Let's start with the obvious: the transfer size is not normally distributed, and there is no meaningful "central value" and talking about the mean is meaningless, if not deceiving - see "Bill Gates walks into a bar...". We need a much richer and nuanced language and statistics to capture what's going on here, and an even richer set of tools and methods to analyze how these values change over time. The "average page" is a myth.
I've been as guilty as anyone in (ab)using averages when talking about this data: they're easy to get and simple to communicate. Except, they're also meaningless in this context. My 2016 resolution is to kick this habit. Join me.
Page weight as of December 2015
Coming up with a small set of descriptive statistics for a dataset is hard, and attempting to reduce a dataset as rich as HTTP Archive down to a single one is an act of folly. Instead, we need to visualize the data and start asking questions.
For example, why are some pages so heavy? A cursory look shows that the heaviest ~3% by page weight, both for desktop (>7374KB) and mobile (>4048KB), are often due to large (and/or heavy) number of images. Emphasis on often, because a deeper look at the most popular content types shows outliers in each and every category. For example, plotting the CDFs for desktop pages yields:
Lots of outliers as well, but the tails for mobile pages are not nearly as long. This alone explains much of the dramatic "average page" difference (desktop: 2227KB, mobile: 1253KB) — averages are easily skewed by a few large numbers. Focusing on the average leads us to believe that mobile pages are significantly "lighter", whereas in reality all we can say so far is that the desktop distribution has a longer tail with much heavier pages.
To get a better sense for the difference in distributions between the desktop and mobile pages, let's exclude the heaviest 3% that compress all of our graphs and zoom in on the [0, 97%] interval:
Mobile pages do appear to consume fewer bytes. For example, a 1000KB budget would allow the client to fetch fully ~38% of desktop pages vs. 54% of mobile pages. However, while the savings for mobile pages are present for all content types, the absolute differences for most of them are not drastic. Most of the total byte difference is explained by fewer image bytes. Structurally, mobile pages are not dramatically different from desktop pages.
Changes in page weight over time
Comparing the CDFs against the year prior shows that the transfers sizes for most content types have increased for both the desktop and mobile pages. However, there are some unexpected and interesting results as well:
- The amount of shipped HTML bytes has decreased!

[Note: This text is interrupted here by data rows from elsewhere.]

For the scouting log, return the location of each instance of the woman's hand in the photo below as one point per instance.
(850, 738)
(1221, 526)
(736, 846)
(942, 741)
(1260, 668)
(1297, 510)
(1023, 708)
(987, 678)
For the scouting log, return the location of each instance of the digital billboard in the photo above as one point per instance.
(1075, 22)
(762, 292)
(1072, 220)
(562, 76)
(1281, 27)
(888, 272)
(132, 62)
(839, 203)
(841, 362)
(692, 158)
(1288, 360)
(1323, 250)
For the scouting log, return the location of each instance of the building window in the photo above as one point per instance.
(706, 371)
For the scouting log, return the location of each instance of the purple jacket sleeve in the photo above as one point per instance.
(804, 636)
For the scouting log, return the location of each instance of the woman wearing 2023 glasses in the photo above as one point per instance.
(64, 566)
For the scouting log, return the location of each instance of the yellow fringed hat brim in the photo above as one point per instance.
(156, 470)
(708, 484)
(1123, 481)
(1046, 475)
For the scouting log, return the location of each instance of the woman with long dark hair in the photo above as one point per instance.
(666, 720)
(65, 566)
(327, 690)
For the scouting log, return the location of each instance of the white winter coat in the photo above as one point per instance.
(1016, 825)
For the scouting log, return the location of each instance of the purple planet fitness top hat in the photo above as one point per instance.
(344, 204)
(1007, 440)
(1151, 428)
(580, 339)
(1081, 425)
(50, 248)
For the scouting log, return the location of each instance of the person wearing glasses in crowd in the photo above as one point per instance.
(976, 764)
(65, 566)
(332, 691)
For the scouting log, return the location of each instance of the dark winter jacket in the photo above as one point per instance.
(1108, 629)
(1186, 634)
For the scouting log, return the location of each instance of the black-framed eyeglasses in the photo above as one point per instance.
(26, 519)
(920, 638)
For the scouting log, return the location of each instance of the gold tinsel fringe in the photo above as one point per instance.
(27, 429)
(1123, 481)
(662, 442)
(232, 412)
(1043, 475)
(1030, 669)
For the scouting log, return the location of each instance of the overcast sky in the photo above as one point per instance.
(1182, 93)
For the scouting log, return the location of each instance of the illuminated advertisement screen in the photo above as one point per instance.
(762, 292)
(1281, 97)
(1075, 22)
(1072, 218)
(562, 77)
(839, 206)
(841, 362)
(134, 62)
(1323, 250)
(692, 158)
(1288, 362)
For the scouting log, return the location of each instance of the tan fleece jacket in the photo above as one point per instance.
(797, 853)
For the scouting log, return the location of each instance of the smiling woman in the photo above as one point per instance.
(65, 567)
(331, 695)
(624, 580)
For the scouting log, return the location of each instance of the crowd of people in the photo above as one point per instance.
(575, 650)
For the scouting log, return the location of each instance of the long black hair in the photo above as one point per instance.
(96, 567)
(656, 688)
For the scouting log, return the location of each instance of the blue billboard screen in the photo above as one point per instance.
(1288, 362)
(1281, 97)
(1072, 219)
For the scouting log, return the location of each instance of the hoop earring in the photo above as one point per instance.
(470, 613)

- 2015-mobile and 2014-desktop distributions tend to overlap.
In terms of bytes fetched, for everything but images, mobile pages are a year behind their desktop counterparts? Intuitively, this makes sense, just because we're working with a smaller screen doesn't mean the required functionality is less, or less complex.
Take the data out for a spin...
My goal here is to raise questions, not to provide answers; this is a very shallow analysis of a very rich dataset. For a deeper and a more hands-on look at this data, take a look at my Datalab workbook. Better, clone it, run your own analysis, and share your results! If we want to talk about the trends, outliers, and their causes on the web, then we need to understand this data at a much deeper level.